Светлана Иосифовна засмеялась.
– Юра, ты, наверное, ей что-то очень философское завернул. Ты нравишься Фокиной. Она сама рискнула тебя на свидание пригласить и, скорее всего, говорила о книгах, где про любовь написано. Думала, ты поймешь, что она тебе на свои чувства намекает. А ты небось, как обычно, стал рассуждать о смысле жизни.
– Ничего подобного я не изрекал, – вздохнул Юра и пересказал свою беседу с Леной.
– Ты допустил бестактность, – объяснила Светлана Иосифовна, когда паренек замолчал, – не стоило говорить Фокиной: «Случится какая-нибудь беда, умрет кто-то из твоих близких».

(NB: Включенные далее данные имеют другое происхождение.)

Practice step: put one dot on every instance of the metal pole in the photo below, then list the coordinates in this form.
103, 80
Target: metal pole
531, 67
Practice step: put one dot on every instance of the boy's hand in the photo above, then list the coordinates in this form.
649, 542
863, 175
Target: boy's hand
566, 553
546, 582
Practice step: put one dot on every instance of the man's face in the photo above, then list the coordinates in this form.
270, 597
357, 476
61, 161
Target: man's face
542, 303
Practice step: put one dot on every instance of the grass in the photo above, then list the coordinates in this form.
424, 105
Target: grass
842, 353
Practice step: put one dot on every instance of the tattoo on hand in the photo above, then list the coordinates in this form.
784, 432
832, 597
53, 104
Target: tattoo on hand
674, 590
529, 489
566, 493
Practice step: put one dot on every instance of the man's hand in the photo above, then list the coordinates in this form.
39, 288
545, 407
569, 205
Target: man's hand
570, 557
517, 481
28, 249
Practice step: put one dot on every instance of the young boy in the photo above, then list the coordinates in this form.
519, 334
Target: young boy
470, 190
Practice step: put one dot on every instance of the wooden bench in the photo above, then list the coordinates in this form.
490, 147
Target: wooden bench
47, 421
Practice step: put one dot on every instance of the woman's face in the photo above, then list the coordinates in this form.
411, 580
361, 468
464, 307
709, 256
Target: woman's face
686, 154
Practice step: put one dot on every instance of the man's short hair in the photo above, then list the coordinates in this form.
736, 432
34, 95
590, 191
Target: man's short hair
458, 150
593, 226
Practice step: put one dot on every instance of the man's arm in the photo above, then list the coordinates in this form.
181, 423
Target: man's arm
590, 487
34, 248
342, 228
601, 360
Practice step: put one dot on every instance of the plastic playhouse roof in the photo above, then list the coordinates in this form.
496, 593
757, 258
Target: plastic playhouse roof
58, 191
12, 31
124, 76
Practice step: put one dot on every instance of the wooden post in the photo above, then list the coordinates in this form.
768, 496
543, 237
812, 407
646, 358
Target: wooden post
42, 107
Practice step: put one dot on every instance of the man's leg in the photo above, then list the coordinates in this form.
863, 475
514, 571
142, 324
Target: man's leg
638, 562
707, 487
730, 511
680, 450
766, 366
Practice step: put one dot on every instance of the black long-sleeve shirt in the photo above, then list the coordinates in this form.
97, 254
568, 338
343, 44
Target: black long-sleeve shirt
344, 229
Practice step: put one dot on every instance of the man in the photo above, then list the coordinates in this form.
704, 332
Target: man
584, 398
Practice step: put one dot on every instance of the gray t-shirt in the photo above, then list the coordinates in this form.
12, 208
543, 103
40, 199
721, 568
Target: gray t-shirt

– Человек понимает, что был счастлив, только в момент, когда с ним происходит несчастье, – обрадовался поводу поспорить Юрий. – Ленка сидела надутая, вот я ей и объяснил: пока настоящее горе не подкатило, ты в полном порядке, но не понимаешь этого. Осознание того, как был счастлив, приходит в момент беды. К примеру, человек стоит у гроба и думает: «Вот, оказывается, как горе выглядит! Почему я, дурак, раньше не радовался, когда этого не знал?»
Светлана Иосифовна протяжно вздохнула.
– У тебя родители живы?
– Ага.
– А бабушки, дедушки?
– Никогда их не видел. Отец из дома в пятнадцать лет сбежал, потому что ему запрещали в ресторане петь, он с предками не общается. И моя мать тоже.
– Значит, тебе не доводилось у могилы стоять?
– Ну, нет…
– Зачем тогда рассуждаешь на эту тему? Знаешь, когда заколачивают гроб, люди не философствуют, они просто плачут, – сказала воспитательница. – Ты пока не столкнулся лицом к лицу со смертью, а у Фокиной, увы, есть такой опыт. Ее мать умерла, отец вскоре снова женился. У мачехи была своя дочь, Лене места в новой семье не нашлось, девочку отправили к нам. Зря ты ей это сказал.
– Но я же не знал! – начал оправдываться Юра.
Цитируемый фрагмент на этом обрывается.